China’s chief diplomat at the Munich Security Conference

His charm offensive should not deceive anyone

On Wednesday, the Society for Threatened Peoples (STP) warned not to expect more than warm words from Wang Yi in the course of his visit to the Munich Security Conference. “Wang Yi represents a state that is responsible for systematic human rights violations. Further, Wang Yi’s superior, Xi Jinping, is ideologically in line with Vladimir Putin. They have met in person more than 40 times, and they have even celebrated birthdays together,” stated Jasna Causevic, STP expert on genocide prevention and the Responsibility to Protect. “The leaders of China and Russia agree that the collapse of the Soviet Union was a catastrophe, that only the right of the strongest matters in this world, and that the system of human rights is worthless.” This should not be obscured by a charm offensive of the Chinese Foreign Minister. The Munich Security Conference must work out a concept to force Putin to put an end to his war in Ukraine – otherwise it would miss its point. “The mistakes states such as Germany made concerning Vladimir Putin must not be repeated when dealing with Xi Jinping,” Causevic warned.

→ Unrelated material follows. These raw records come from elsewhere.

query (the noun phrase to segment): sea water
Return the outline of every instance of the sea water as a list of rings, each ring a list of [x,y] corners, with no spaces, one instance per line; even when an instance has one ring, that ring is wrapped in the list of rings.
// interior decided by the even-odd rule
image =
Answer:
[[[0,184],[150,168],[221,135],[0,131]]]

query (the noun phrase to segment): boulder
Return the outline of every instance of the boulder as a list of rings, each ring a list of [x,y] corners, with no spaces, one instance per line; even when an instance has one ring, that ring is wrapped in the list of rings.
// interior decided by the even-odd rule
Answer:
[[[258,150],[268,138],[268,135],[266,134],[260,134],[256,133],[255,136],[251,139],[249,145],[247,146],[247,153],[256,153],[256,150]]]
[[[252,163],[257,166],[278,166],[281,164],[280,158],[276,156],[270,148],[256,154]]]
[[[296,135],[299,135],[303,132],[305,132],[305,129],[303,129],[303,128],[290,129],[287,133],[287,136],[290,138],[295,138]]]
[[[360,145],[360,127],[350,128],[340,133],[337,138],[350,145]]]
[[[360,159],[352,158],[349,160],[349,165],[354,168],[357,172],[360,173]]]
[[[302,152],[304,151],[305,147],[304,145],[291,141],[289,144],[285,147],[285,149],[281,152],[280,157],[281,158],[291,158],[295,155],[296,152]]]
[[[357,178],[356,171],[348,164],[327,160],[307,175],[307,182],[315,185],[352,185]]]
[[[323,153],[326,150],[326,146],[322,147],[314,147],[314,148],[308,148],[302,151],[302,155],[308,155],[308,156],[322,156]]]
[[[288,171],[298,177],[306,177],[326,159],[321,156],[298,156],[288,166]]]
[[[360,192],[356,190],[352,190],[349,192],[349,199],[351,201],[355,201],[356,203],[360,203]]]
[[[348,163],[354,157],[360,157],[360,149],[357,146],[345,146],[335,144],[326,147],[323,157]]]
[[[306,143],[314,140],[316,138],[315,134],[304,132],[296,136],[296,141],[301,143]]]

Meanwhile, China’s genocide crimes against the Uyghurs continue unabated. Wives, sisters, and mothers of hundreds of thousands of camp inmates are being mistreated, raped, and subjected to forced sterilization, while their children are put in state-run boarding schools where they are forcibly assimilated. Tibetan monasteries are destroyed, and the Tibetan and the Mongolian language are rigorously suppressed. “The Chinese regime wants to allow only the Han culture and the Han language,” confirmed Hanno Schedler, STP expert on genocide prevention and the Responsibility to Protect. “Both Russia and China are systematically using family separations to tear Ukrainian, Tibetan, and Uyghur children out of their communities.” Thus, the UN Special Rapporteur on Minority Issues, Fernand de Varennes, recently reported that about one million Tibetan children were separated from their parents and sent to border schools that are run by the Chinese state. This policy is reminiscent of the treatment of indigenous children in North America in the 19th and 20th century.